Hace ya mucho
tiempo que había perdido la cuenta de los meses que llevaba
caminando, de los rostros que había visto, de las tierras que había
pisado arrastrando sus pies. Su aspecto era desaliñado y sucio, ya
no recordaba su apariencia porque hacía mucho tiempo que había
dejado de verse al espejo. Un hoyo profundo se la había engullido y
ahora, lo único que podía hacer era caminar y caminar hasta que sus
pies sangraran, hasta sentir tanto dolor que no le permitiese pensar,
recordar. Era una, pero había sido tres. Era una y no quería ser.
Comenzó a caminar
ese mismo día, después de la llamada. Dejó caer el auricular de la
mano. De repente el cuerpo le pesaba toneladas, pero no podía caer
aplastada sobre el suelo porque otra fuerza la empujaba hacia
adelante, sentía el impulso de correr, pero el peso de su cuerpo se
lo impedía y lo único que pudo hacer fue arrastrar sus pies. Cruzó
la puerta de la entrada, bajó los seis escalones, atravesó el
jardín, siguió la carretera hacia el norte, y caminó, caminó
hasta que cayó inconsciente en el arcén. Se despertó en una cama
con sábanas blancas, una habitación con aparatos que emitían
pitidos. No lograba recordar por qué estaba allí, pero sentía la
necesidad de seguir escapando, una fuerza invisible la empujaba
siempre adelante. Se arrancó las agujas de los brazos, atravesó la
puerta de la habitación, llegó a las escaleras, bajó dos pisos y
salió del edificio. Se dirigió hacia el este. En su mente las
imágenes la atravesaban como relámpagos. Después recordó la
llamada. Corrió, corrió venciendo el peso de su cuerpo, corrió con
los brazos estirados tratando de alcanzar algo y la vista hacia el
cielo. La boca abierta desgarrando un grito mudo. Llegó al mar y el
agua salada lamió las heridas de sus pies. El escozor la hizo
estremecerse. En ese momento sintió la extenuación. Se vio tentada
a caer de bruces en el mar. Sería tan fácil, no tendría que
moverse, sólo dejar que el agua salada inundara sus pulmones...nada
más, y su dolor se apagaría con sus recuerdos. Pero la fuerza la
empujaba hacia delante, así que caminó hasta que ya no pudo
caminar, y nadó, nadó y siguió nadando hasta que una roca que
sobresalía se cruzó en su camino. No tenía fuerzas para bordearla,
así que se agarró a sus paredes. Las olas batían contra su espalda
y dejaban su espuma en sus cabellos. Una la sacudió tan fuerte que
su cabeza golpeó contra la roca, abriéndosele una profunda brecha
en la frente. El calor de la sangre escurriéndose por el rostro
contrastaba con el frío del mar que le trepaba por los hombros.

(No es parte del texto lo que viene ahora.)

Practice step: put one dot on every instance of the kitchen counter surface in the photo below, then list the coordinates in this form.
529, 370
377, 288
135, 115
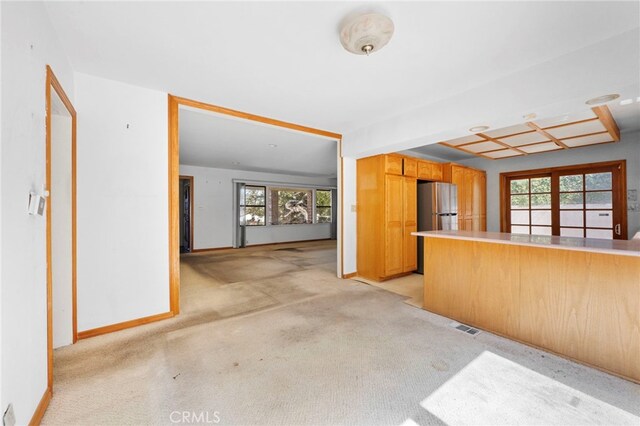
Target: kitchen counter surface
618, 247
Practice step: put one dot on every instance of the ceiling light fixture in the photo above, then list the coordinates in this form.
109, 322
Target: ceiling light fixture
602, 99
365, 34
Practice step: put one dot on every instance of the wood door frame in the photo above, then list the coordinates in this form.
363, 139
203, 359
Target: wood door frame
620, 198
52, 82
174, 103
191, 192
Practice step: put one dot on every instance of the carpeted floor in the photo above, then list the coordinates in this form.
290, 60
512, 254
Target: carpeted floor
270, 336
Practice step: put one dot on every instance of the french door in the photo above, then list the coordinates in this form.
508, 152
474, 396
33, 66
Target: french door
586, 201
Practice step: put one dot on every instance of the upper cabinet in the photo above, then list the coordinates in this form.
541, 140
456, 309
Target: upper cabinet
428, 170
472, 195
387, 209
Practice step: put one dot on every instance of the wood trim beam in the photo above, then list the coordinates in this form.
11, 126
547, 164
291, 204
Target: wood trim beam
607, 120
36, 419
253, 117
489, 138
174, 195
52, 82
123, 325
539, 130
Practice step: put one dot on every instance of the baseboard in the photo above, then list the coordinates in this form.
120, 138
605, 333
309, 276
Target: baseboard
123, 325
209, 249
289, 242
41, 408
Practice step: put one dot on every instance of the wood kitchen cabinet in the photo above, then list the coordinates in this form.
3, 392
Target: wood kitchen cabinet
387, 215
428, 170
472, 196
387, 211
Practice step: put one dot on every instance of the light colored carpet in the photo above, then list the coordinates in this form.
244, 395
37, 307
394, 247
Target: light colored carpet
302, 347
411, 286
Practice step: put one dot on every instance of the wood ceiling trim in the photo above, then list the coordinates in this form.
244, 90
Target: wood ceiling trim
604, 114
482, 135
570, 123
479, 154
588, 134
536, 128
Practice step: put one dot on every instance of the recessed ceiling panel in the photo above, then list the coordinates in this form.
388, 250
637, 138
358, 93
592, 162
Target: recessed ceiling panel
540, 147
511, 130
502, 154
463, 140
566, 118
210, 140
584, 128
482, 146
524, 139
588, 140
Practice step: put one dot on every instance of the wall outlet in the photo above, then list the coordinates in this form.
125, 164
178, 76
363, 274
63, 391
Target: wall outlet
9, 417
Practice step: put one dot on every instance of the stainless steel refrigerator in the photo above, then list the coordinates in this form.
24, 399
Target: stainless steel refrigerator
437, 210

Cuando pudo subir la roca, se dejó caer sobre ella. Los moluscos le
arañaban la piel y eso la hacía sentir un poco mejor. Necesitaba
sentir dolor físico y gritar. Sobre todo necesitaba liberarse del
nudo que le constreñía la garganta y sólo le dejaba un hilo de
aire que respirar. Se incorporó, alzó su rostro hacia el cielo. Las
olas sacudían cada vez con más fuerza la roca, y llegaban a
salpicar su rostro. Gritó, primero fue un grito ronco, después
agudo, desgarrador, interminable y el agua salada, la saliva y la
sangre de su rostro se mezclaron en su boca.